Quoi qu’il en soit quant à la question de savoir si l’interdit porte sur la jouissance ou s’il porte sur les fantasmes Œdipiens inconscients, une chose est sûre : le destin achevé de l’organisation libidinale incestueuse est sa ruine nécessaire, selon Freud ; sa forclusion, selon Leclaire ; son refoulement intégral, disait Aulagnier. C’est même le souvenir précis de cette affirmation d’Aulagnier qui a été le point de départ de ces réflexions. Elle disait que jamais dans l’analyse d’une névrose ne surgissent des représentations directes de désir incestueux. L’affirmation, à l’époque, m’avait laissée dubitative, tant il me semblait qu’il n’était question que de ça, de près ou de loin, dans toute analyse. Maintenant, je dirai encore : de près et de loin, mais effectivement pas en direct ; ou alors il s’agit de représentations secondaires, idéiques et non de fantasmes inconscients. Si j’adhère maintenant à la justesse de cette affirmation, la tâche de l’analyse ne m’en paraît que plus difficile.

Je voudrais terminer cette rétrospective de quelques idées sur l’inceste par une version humoristique, celle de Philip Roth dans Le complexe de Portnoy. On sait que la mère juive inspire un fond culturel commun d’histoires sur les abus de l’amour maternel. La trouvaille de Ph. Roth : être puni par sa mère en étant enfermé dehors est un sommet de cet humour. Voilà ce pauvre petit garçon frappé à vie d’une culpabilité inexpiable pour avoir manqué d’amour à sa maman, condamné par la porte fermée de la maison, condamné à périr d’enfermement dans l’univers du monde entier moins sa mère.

Mais voici une scène de volupté incestueuse partagée :

« Elle s’assied sur le bord du lit avec son soutien-gorge rembourré et sa gaine et roule ses bas tout en babillant dans le vague. Qui est le bon petit garçon à sa maman ? Qui est-ce que sa maman aime plus que tout au monde ? »

« Je nage absolument dans la félicité et en même temps je suis des yeux dans leur lent, moulant et délicieusement angoissant voyage le long de ses jambes, les bas transparents qui donnent à sa chair une teinte aux modulations émouvantes… Oh, j’ai envie de grogner de plaisir.

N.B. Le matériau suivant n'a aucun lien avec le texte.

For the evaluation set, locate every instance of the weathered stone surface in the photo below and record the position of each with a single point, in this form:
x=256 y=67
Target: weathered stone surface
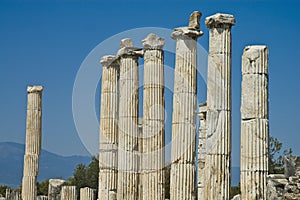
x=128 y=158
x=14 y=195
x=255 y=60
x=33 y=142
x=108 y=144
x=42 y=198
x=87 y=194
x=202 y=150
x=127 y=49
x=68 y=193
x=184 y=111
x=220 y=20
x=152 y=162
x=54 y=189
x=292 y=166
x=194 y=20
x=254 y=124
x=237 y=197
x=218 y=144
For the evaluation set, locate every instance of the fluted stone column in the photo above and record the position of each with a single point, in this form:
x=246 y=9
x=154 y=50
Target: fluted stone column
x=183 y=153
x=87 y=194
x=140 y=147
x=108 y=159
x=54 y=189
x=128 y=158
x=217 y=183
x=202 y=150
x=153 y=157
x=68 y=193
x=255 y=123
x=33 y=142
x=42 y=197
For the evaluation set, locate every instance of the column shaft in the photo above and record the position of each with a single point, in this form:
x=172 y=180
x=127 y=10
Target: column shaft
x=54 y=189
x=217 y=181
x=68 y=193
x=183 y=153
x=87 y=194
x=202 y=150
x=108 y=158
x=33 y=142
x=255 y=123
x=153 y=120
x=128 y=158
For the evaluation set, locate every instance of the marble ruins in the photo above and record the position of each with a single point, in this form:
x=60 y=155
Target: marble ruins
x=131 y=149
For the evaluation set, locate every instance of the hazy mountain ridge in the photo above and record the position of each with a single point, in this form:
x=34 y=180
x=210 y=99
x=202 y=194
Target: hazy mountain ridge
x=51 y=165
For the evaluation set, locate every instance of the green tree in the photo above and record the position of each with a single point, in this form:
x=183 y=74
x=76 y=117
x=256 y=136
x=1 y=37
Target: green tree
x=42 y=187
x=276 y=155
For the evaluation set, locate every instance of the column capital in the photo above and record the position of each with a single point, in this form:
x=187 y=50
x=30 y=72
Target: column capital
x=127 y=49
x=190 y=31
x=109 y=61
x=220 y=20
x=255 y=60
x=35 y=89
x=152 y=41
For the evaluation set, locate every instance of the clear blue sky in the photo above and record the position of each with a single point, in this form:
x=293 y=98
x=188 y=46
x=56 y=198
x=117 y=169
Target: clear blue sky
x=46 y=42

Quatre ans, et pourtant je perçois dans mon sang », etc.

Le petit garçon devenu adulte, amoureux de toutes les femmes et grand séducteur, se rend un jour en Israël « Et… Docteur (car tout le livre s’adresse à un psychanalyste), Docteur, je ne pouvais pas bander dans L’État d’Israël ! Qu’est-ce que vous dites de ce symbolisme, bubi ? Incapable de rester en état d’érection sur la Terre promise ! »

« Voici donc l’apogée du drame Œdipien, Docteur ?

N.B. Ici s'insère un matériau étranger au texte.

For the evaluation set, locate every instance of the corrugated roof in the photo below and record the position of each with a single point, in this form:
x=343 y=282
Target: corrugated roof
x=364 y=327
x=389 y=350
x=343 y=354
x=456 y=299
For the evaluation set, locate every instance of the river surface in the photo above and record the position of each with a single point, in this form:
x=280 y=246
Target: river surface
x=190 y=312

  • Œdipus Rex est une célèbre tragédie, corniaud, pas une plaisanterie de plus !
  • Vous êtes un sadique, vous êtes un charlatan et un rigolo minable. »

Mais le mot de la fin appartient au psychanalyste.

Ayant écouté le récit des tribulations amoureuses de Portnoy, de sa prime enfance au fiasco de sa vie sexuelle adulte, le rigolo minable dit à son patient :

« Pon, dit le docteur, alors maintenant nous beutêtre bouvoir commencer, oui ? »


1 Communication au Colloque « Pratiques de la folie : Experts de l’intime », juin 1999.

2 Piera Aulagnier, La violence de l’interprétation, PUF, p. 140-141.

3 S. Freud, Inhibition, symptôme et angoisse, PUF, p. 44.

4 S. Leclaire, Œdipe à Vincennes, Fayard, 1999.